Cela ne signifie pas que le théorème est indémontrable en tout sens. L'argument ordinal fonctionne, et il est totalement rigoureux. Mais l'argument ordinal exige de raisonner sur l'infini d'une façon que l'arithmétique de Peano ne peut pas atteindre. Le système peut décrire les suites de Goodstein avec précision. Il peut les calculer, terme après terme. Il peut même reconnaître que chaque terme est un entier spécifique. Ce qu'il ne peut pas faire, c'est voir l'ombre, la structure ordinale qui garantit la descente.
Le théorème de Goodstein fut l'un des premiers exemples d'un énoncé naturel, d'apparence ordinaire, sur des nombres ordinaires, qui s'avère vivre juste hors de portée de l'arithmétique standard. Ce n'est pas un puzzle logique artificiel conçu pour être indémontrable. C'est un énoncé qu'on pourrait expliquer à un lycéen, sur une suite qu'on pourrait écrire sur une serviette, et l'arithmétique standard ne peut pas clore l'affaire.
Le zen de tout cela
Il y a quelque chose qui mérite qu'on s'y arrête. La suite qui semble exploser sans borne participe, à chaque étape, à une descente que les nombres bruts te cachent. Les deux choses se passent simultanément : une croissance colossale, et un retour tranquille et inévitable.

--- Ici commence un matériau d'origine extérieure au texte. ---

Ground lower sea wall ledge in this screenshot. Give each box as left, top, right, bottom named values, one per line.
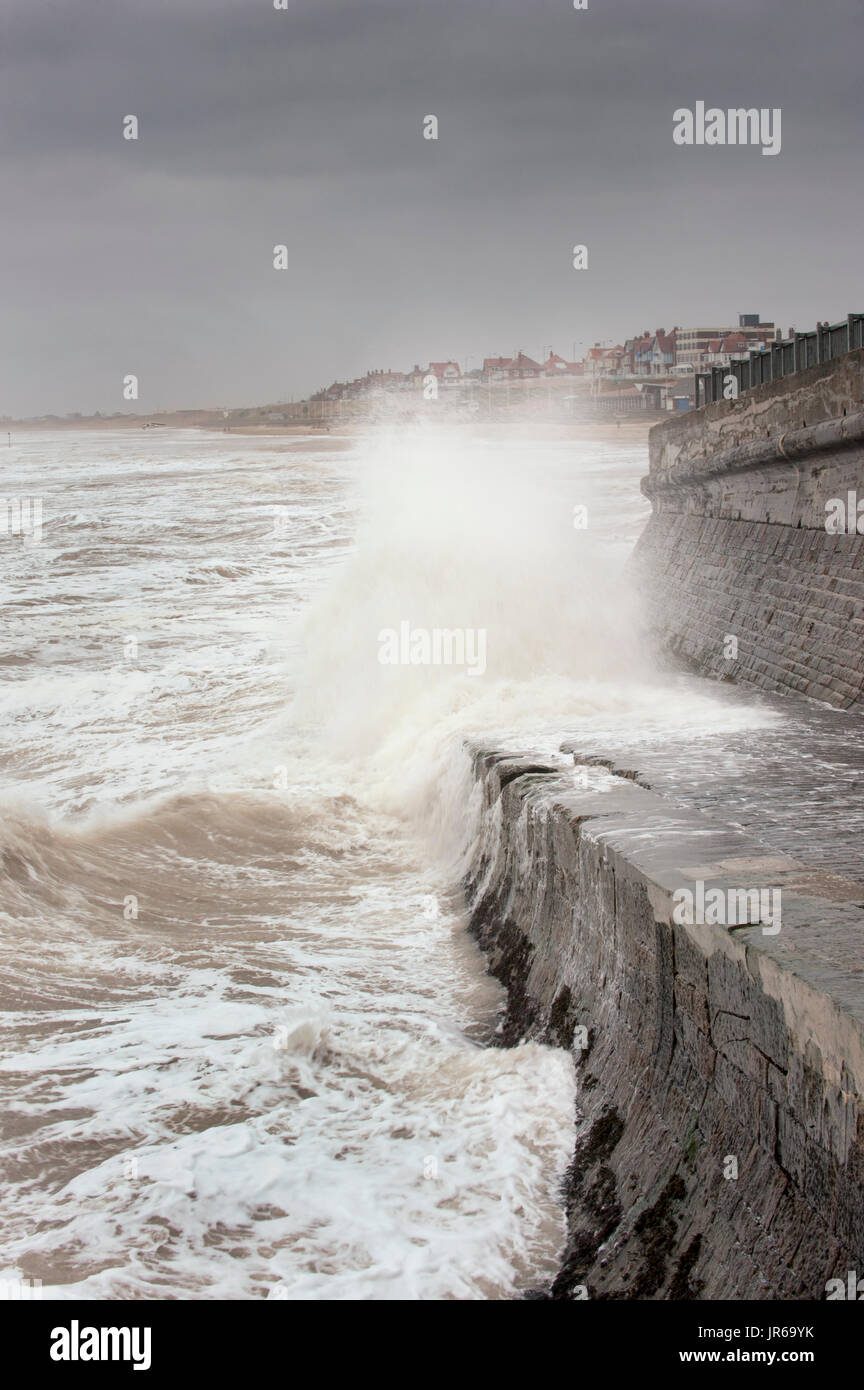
left=465, top=746, right=864, bottom=1300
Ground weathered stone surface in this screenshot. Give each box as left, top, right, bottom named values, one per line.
left=465, top=749, right=864, bottom=1298
left=632, top=349, right=864, bottom=708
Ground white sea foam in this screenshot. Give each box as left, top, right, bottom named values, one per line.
left=0, top=431, right=768, bottom=1300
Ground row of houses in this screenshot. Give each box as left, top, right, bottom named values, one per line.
left=310, top=349, right=585, bottom=400
left=310, top=314, right=792, bottom=402
left=585, top=314, right=792, bottom=382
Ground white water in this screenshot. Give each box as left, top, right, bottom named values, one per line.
left=0, top=431, right=767, bottom=1300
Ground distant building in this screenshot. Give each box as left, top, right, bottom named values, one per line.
left=543, top=352, right=585, bottom=377
left=426, top=361, right=463, bottom=386
left=675, top=314, right=776, bottom=371
left=483, top=352, right=543, bottom=381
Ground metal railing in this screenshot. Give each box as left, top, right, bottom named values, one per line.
left=696, top=314, right=864, bottom=406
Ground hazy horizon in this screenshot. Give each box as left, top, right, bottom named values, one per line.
left=0, top=0, right=864, bottom=417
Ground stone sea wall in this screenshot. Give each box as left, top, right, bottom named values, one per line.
left=632, top=350, right=864, bottom=708
left=465, top=746, right=864, bottom=1300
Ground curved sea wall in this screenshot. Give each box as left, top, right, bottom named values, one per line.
left=465, top=748, right=864, bottom=1300
left=632, top=349, right=864, bottom=708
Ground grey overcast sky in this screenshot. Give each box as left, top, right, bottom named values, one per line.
left=0, top=0, right=864, bottom=416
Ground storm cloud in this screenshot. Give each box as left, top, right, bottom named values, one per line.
left=0, top=0, right=864, bottom=416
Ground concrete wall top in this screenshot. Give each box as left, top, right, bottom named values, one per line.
left=649, top=348, right=864, bottom=481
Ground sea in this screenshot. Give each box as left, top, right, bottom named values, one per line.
left=0, top=424, right=764, bottom=1301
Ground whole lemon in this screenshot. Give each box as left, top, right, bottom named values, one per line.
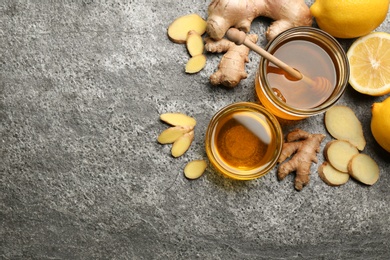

Ce n'est pas une contradiction. C'est un rappel que la taille d'un nombre n'est pas la même chose que son destin. Ce qui compte, c'est la structure en dessous, et cette structure pointe toujours vers zéro.
Les mathématiques sont pleines de moments comme celui-là : une quantité qui semble devoir diverger mais ne diverge pas, une démonstration qui semble devoir échouer mais tient, une suite qui semble infinie mais se termine. La compétence n'est pas dans le calcul brut des termes. Elle est dans le fait de trouver la bonne ombre à suivre, celle qui te dit ce qui se passe vraiment. Une fois que tu vois l'ordinal décompter derrière les feux d'artifice, le théorème n'est pas seulement vrai. Il semble inévitable.
La taille, c'est du bruit. La structure, c'est le signal. La suite revenait toujours chez elle.
Questions fréquentes
- Qu'est-ce que le théorème de Goodstein affirme exactement ?
- Il affirme que toute suite de Goodstein, quelle que soit la grandeur des nombres qu'elle atteint en chemin, finit par arriver à zéro. La croissance peut être astronomique et durer un nombre inconcevable d'étapes, mais la terminaison est garantie pour toute valeur de départ.
- Pourquoi la suite redescend-elle si elle ne cesse de croître ?
- Chaque terme possède un partenaire ordinal caché qui décroît strictement à chaque étape. Les entiers visibles peuvent s'emballer, mais l'ordinal qui les sous-tend ne peut que diminuer, et une suite décroissante d'ordinaux ne peut pas tomber indéfiniment : le processus doit donc s'arrêter à zéro.
- Qu'est-ce que la notation héréditaire en base n ?
- Cela consiste à écrire un nombre en base n, puis à écrire tous ses exposants aussi en base n, jusqu'au bout. Par exemple, 4 en notation héréditaire base 2 s'écrit deux à la puissance deux, avec l'exposant lui-même exprimé en base 2.
- Pourquoi le théorème de Goodstein est-il célèbre en logique ?
- Parce qu'il est vrai mais ne peut pas être démontré dans la seule arithmétique de Peano. Ce fut l'un des premiers énoncés naturels, non fabriqués, sur des nombres ordinaires dont on a montré qu'il était indémontrable dans ce système : c'est pourquoi il se situe à la frontière des mathématiques et de la logique.
- Le jeu de l'hydre est-il la même idée ?
- Oui, l'hydre de Kirby et Paris est une reformulation des mêmes mathématiques. Couper une tête peut en faire pousser beaucoup d'autres, et pourtant l'hydre est toujours vaincue au bout du compte, pour exactement la même raison qu'une suite de Goodstein atteint toujours zéro.